[GH-ISSUE #11834] Improve log readability by adding a single summary line after model load #7854

Open
opened 2026-04-12 20:01:04 -05:00 by GiteaMirror · 0 comments
Owner

Originally created by @kha84 on GitHub (Aug 9, 2025).
Original GitHub issue: https://github.com/ollama/ollama/issues/11834

Currently, Ollama’s logs make it hard to quickly see the key parameters with which a model was actually loaded.

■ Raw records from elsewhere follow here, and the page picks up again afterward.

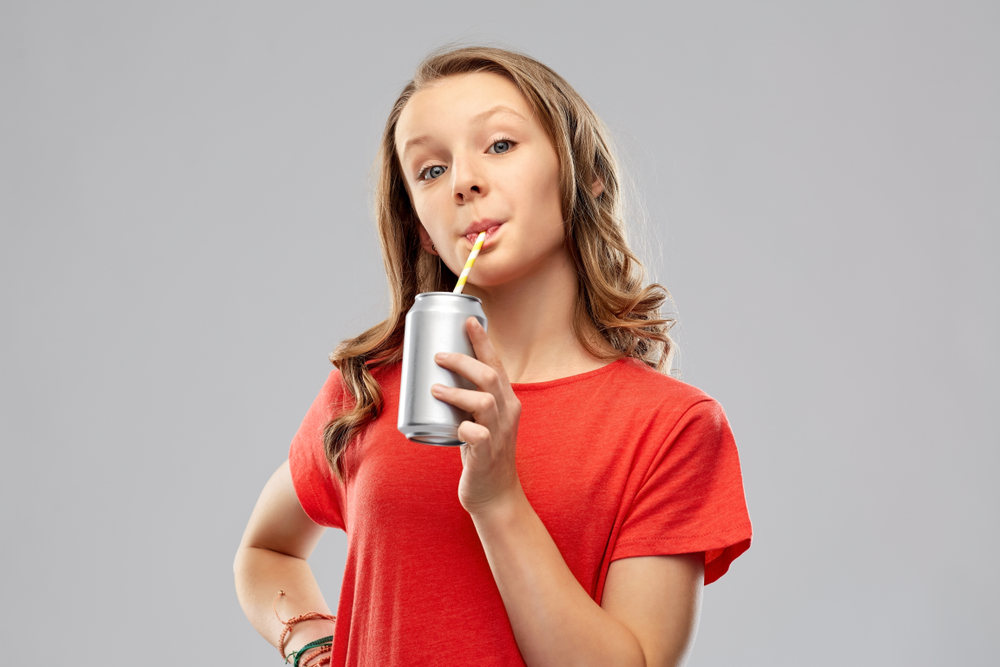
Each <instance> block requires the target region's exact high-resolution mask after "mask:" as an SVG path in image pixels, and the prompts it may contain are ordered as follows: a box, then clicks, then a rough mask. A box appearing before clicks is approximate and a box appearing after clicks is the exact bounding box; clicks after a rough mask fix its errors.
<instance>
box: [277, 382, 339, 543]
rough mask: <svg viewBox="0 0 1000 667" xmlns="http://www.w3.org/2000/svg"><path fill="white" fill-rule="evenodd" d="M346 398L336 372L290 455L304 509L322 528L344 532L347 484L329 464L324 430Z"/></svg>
mask: <svg viewBox="0 0 1000 667" xmlns="http://www.w3.org/2000/svg"><path fill="white" fill-rule="evenodd" d="M345 394H346V390H345V389H344V387H343V383H342V382H341V377H340V371H339V370H334V371H332V372H331V373H330V375H329V377H327V379H326V383H325V384H324V385H323V389H322V390H320V392H319V396H317V397H316V400H315V401H313V404H312V407H310V408H309V412H307V413H306V416H305V419H303V420H302V425H301V426H299V430H298V432H297V433H296V434H295V437H294V438H292V445H291V447H290V449H289V452H288V465H289V467H290V469H291V472H292V483H293V484H294V485H295V494H296V495H297V496H298V498H299V503H300V504H301V505H302V509H303V510H305V512H306V514H307V515H309V518H310V519H312V520H313V521H315V522H316V523H318V524H320V525H321V526H327V527H329V528H340V529H341V530H346V528H345V524H344V504H345V495H346V494H345V490H344V485H343V483H342V482H341V481H340V480H338V479H337V477H336V476H335V475H334V473H333V470H331V469H330V465H329V463H327V460H326V448H325V446H324V444H323V430H324V429H325V428H326V425H327V424H328V423H329V422H330V420H331V419H332V418H333V417H334V415H335V414H337V413H338V412H340V411H341V410H342V409H343V406H344V396H345Z"/></svg>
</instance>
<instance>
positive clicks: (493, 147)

Important details — such as:

  • Model name
  • Context size
  • Whether flash attention was enabled
  • KV cache quantization setting
  • Device used (CPU/GPU, etc.)

— are scattered across multiple log lines, often printed by different parts of the runtime as the model initializes.

I understand this is partly due to the fact that model loading decisions happen dynamically in different modules, but it would greatly improve troubleshooting if Ollama printed one concise, standardized summary line once the model is fully loaded.

Example of what I have in mind:

Loaded model <MODEL_NAME> with context=<N>, flash_attention=<on/off>, kv_cache_quant=<mode>, device=<CPU/GPU/other>, ...

This would allow developers and users to:

  • Quickly confirm the model was loaded as intended
  • Spot mismatches in parameters without scanning multiple log entries
  • Troubleshoot tricky runtime behaviors more easily

Even if the underlying details are still logged separately during initialization, this one-line summary would be an excellent quality-of-life improvement.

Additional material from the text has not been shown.